Jazz Culture : Karel Appel, l'art est une fête !

Exposition Karel Appel au Musée d'Art Moderne de la Ville de Paris.

Jazz Culture : Karel Appel, l'art est une fête !
Karel Appel, © MAM

Jusqu'au 20 août 2017 a lieu au Musée d'Art Moderne de la Ville de Paris (75) l'exposition consacrée au peintre et sculpteur néerlandais Karel Appel.

À partir d’une donation exceptionnelle de vingt-et-une peintures et sculptures de la Karel Appel Foundation d’Amsterdam, le Musée d’Art moderne de la Ville de Paris présente une exposition retraçant l’ensemble de la carrière de l’artiste, des années CoBrA à sa mort en 2006.

Karel Appel, artiste néerlandais cosmopolite, est connu pour avoir été un des membres fondateurs du groupe CoBrA, créé à Paris en 1948 (et dissout en 1951). Ce groupe européen, composé d’artistes tels que Asger Jorn ou Pierre Alechinsky, se propose de dépasser les académismes de l’époque, comme l’art abstrait, considéré alors comme trop rigide et rationnel. Ces artistes prônent un art spontané et expérimental, incluant un ensemble de pratiques inspirées du primitivisme. Ils s’intéressent particulièrement aux dessins d’enfants et à l’art des fous avec une ambition internationale, fidèles aux principes des avant-gardes.

Contemporain de la Compagnie de l’art brut fondée par Jean Dubuffet au même moment, CoBrA s’inscrit dans ce courant de contre-culture. Il rejette les valeurs établies et propose un nouveau départ, libéré des conventions et revendiquant la spontanéité du naïf.

Artiste voyageur, Karel Appel a vécu dans plusieurs pays, notamment en France où il s’est installé en 1950. Son travail est alors activement soutenu par des critiques tels que Michel Ragon, ou Michel Tapié qui y voit l’équivalent européen de l’expressionnisme abstrait américain incarné notamment par Jackson Pollock.

Karel Appel développe une veine gestuelle dans toute son ampleur. Après une période de transition dans les années 1970 pendant laquelle il se rapproche de l’abstraction, l’artiste connaît un renouveau pictural dans les années 1980, période qui sera mise à l’honneur avec un ensemble de grands polyptyques. Le parcours sera ponctué de plusieurs sculptures, entre bricolages CoBrA et immenses installations baroques dont le caractère ludique fait écho à l’énergie vitaliste de son œuvre peint.

L’exposition présentera un important groupe d’œuvres-phares dont le Carnet d’art psychopathologique, ainsi que des œuvres des années 1950 (peintures et sculptures en céramique). Le parcours se poursuivra avec de grandes installations des années 1970 et 1990 et finira avec une peinture-testament méconnue, réalisée peu avant la mort de l’artiste en 2006.

En 1957, lors de son premier voyage à New York, Appel rencontre des peintres de l’expressionnisme abstrait, les musiciens de jazz Dizzy Gillespie, Miles Davis, Count Basie et Sarah Vaughan. Il réalise leurs portraits. Il partage désormais son temps entre l’Europe et les États-Unis.
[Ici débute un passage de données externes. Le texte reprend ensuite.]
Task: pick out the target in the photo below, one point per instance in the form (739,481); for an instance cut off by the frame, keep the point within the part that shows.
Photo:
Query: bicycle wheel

En 1961, le cinéaste et journaliste Jan Vrijman propose à Karel Appel de le filmer pendant qu’il peint, ou plus exactement de réaliser une œuvre face à la caméra. Après quelques hésitations, l’artiste accepte de se livrer au jeu. La mise en scène est orchestrée au château Groeneveld aux Pays-Bas, qui fait office, pour la narration filmique, d’atelier parisien de l’artiste. Les murs sont recouverts de noir, isolant l’artiste et son processus créatif du reste du monde. On le voit réaliser la peinture Archaic Life (présentée dans la salle suivante). Sur fond de « musique barbare », composée par Karel Appel et le jazzman Dizzy Gillespie, l’artiste se jette sur la toile, dans un corps-à-corps qui souligne le caractère improvisé et la rapidité d’exécution, motifs récurrents dans l’expressionnisme abstrait et l’abstraction lyrique des années 1950, mettant en avant le caractère véhément d’une peinture née en opposition au caractère raisonné et construit de l’abstraction géométrique.